Following his address to Congress, Francis is scheduled to appear on the balcony of the Capitol’s West Front, above a crowd assembled on the lawn that is expected to number up to 50,000. The gathering will include guests invited by members of Congress, as well as students from D.C. Catholic schools.
So far in his American journey, the pope has made clear that the church’s opposition to abortion will remain unbending. His comments on other controversial issues have been broad enough to encourage those who seek reforms, without indicating that any doctrinal change is actually in the works.
In Cuba, to the disappointment of some opponents of the Castro regime, the pope did not meet with dissidents. And in Washington Wednesday, his first comments on the church’s sexual abuse scandal upset some advocates for victims of clergy sexual abuse, because he praised U.S. bishops for their “courage” in confronting the problem. Pope Francis also labeled the acts of abuse as “crimes,” which drew praise from many in the church.

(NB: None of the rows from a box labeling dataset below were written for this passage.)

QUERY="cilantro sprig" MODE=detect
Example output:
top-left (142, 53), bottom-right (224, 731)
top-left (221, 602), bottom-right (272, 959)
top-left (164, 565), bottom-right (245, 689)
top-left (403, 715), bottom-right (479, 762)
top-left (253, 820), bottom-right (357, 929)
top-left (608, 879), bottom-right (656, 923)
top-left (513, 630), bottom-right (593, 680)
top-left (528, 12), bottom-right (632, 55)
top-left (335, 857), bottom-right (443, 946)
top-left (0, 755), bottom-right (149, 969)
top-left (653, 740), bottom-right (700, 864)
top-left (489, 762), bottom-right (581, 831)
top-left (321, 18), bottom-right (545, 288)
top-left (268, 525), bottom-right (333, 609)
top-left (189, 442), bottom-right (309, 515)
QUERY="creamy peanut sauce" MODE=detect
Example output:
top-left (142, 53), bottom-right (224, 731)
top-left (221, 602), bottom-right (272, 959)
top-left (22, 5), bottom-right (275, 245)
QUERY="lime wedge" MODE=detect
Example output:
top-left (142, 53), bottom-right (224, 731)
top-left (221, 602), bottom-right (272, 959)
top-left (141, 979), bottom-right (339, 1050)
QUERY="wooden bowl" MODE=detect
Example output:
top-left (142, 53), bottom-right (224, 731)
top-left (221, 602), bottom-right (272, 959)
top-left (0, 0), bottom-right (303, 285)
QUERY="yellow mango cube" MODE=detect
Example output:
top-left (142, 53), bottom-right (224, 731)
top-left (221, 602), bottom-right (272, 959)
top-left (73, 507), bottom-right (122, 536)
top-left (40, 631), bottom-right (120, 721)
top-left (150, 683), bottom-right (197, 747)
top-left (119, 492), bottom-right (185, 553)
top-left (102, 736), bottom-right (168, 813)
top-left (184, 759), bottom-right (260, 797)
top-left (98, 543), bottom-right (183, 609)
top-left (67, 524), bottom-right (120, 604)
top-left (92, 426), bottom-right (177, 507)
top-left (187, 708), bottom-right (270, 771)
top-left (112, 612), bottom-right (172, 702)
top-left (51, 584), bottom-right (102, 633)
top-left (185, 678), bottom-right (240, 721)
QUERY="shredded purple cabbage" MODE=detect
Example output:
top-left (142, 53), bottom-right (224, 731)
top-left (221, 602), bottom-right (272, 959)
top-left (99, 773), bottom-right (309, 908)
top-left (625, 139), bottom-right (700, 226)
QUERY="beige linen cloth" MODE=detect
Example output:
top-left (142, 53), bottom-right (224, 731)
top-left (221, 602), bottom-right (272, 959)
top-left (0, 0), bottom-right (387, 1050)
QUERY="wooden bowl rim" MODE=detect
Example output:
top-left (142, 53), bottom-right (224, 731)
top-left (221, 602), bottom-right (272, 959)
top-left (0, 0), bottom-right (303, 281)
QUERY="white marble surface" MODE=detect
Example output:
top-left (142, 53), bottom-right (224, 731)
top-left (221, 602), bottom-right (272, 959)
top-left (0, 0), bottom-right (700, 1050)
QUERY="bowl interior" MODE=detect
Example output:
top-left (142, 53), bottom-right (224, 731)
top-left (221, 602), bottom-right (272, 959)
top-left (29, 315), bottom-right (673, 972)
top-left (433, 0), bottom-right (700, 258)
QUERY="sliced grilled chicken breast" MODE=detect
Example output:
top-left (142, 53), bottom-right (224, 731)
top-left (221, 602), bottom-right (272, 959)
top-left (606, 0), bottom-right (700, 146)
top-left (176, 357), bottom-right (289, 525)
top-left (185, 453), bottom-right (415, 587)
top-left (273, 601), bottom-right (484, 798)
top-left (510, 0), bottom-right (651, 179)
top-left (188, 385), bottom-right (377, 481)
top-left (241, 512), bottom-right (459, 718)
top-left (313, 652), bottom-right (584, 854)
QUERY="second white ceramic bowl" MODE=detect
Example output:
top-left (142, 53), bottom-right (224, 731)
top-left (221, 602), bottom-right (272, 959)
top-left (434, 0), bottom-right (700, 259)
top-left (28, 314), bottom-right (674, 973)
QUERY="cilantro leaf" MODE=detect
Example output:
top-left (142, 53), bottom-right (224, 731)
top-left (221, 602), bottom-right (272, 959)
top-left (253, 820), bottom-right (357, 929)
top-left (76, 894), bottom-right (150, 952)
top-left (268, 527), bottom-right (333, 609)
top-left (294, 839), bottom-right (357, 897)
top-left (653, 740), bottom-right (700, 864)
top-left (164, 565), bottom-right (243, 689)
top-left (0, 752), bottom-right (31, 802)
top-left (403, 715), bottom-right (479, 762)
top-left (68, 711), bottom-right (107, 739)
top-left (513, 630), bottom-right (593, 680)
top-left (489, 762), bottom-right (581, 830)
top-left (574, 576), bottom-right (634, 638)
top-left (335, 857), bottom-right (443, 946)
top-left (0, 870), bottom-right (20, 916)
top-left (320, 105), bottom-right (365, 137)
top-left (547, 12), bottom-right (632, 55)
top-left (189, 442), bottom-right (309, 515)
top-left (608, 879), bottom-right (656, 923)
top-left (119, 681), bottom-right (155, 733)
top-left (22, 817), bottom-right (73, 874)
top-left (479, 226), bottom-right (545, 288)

In keeping with a trip designed to showcase this pope’s focus on the poor, immigrants and the disenfranchised, Francis will go directly from Capitol Hill to the downtown headquarters of Catholic Charities, where he will attend a lunch for about 300 people who take part in St. Maria’s Meals, a weekly lunch for the homeless, the mentally ill, abused women and new immigrants.
Late in the afternoon, Francis is scheduled to leave Washington, flying to New York, where he will end his day with evening services at St. Patrick’s Cathedral on Fifth Avenue. His U.S. journey continues through Sunday, ending in Philadelphia.